ODG – Salle du conseil (533)
Tal Linzen (LSCP & IJN)
Can recurrent neural networks acquire hierarchical representations from natural texts?
Recent technological advances have made it possible to train artificial neural networks on a much larger scale than before. These networks are highly effective in natural language processing tasks such as machine translation and speech recognition. These engineering advances are surprising from a linguistic perspective: linguists generally consider sentences to have rich hierarchical structure, but most of these highly successful systems are based on sequence models without pre-engineered hierarchical syntactic representations. Is the performance of neural networks really as impressive when evaluated using rigorous linguistic diagnostics of hierarchy? If so, how do these networks represent or approximate hierarchical structures?
This talk will report on the results of an ongoing analysis of the ability of contemporary recurrent neural networks to master English subject-verb number agreement, one of the numerous phenomena that serve as evidence for hierarchical syntactic structure (joint work with Emmanuel Dupoux and Yoav Goldberg). We probed the syntactic capabilities of the architecture using training objectives with explicit grammatical targets (verb number prediction and acceptability judgments) as well as using a word prediction task with no grammatical supervision ("language modeling").
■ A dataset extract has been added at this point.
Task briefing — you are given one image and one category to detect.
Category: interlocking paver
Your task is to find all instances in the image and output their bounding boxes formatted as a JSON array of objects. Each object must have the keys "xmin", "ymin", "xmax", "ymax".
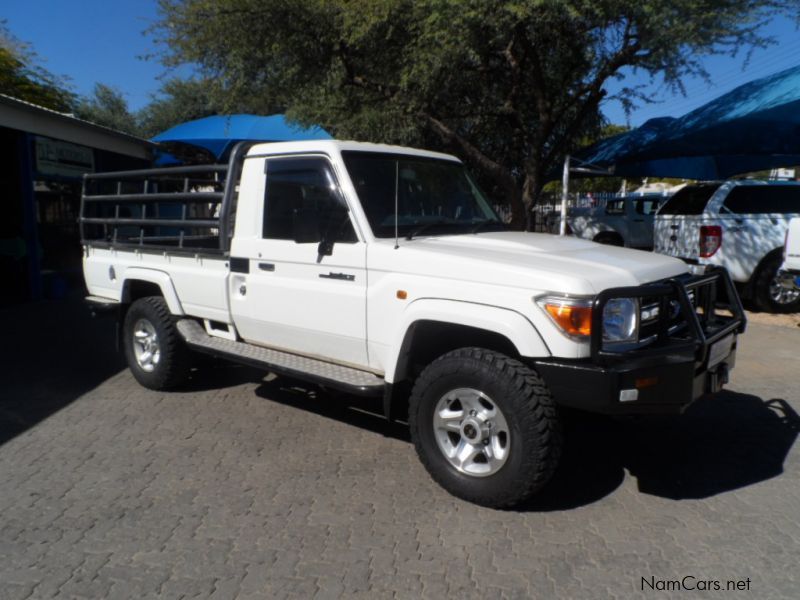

The verb number prediction model achieved an impressive error rate of less than 1%; inspection of the network suggests that some of its units can detect syntactic structure, at least when there are overt cues to it (function words). Closer examination revealed that error rates increased in sentences where structural and linear factors conflicted; in difficult cases, the model's performance approached chance levels. Models that were trained without explicit attention to verb number performed much worse, approaching a 100% error rate on challenging sentences. These results suggest that contemporary recurrent neural networks can learn to approximate certain aspects of syntactic structure surprisingly well, but only in common sentence types and when given explicit grammatical supervision. Stronger inductive biases may be necessary to eliminate errors altogether and acquire syntax from a natural input.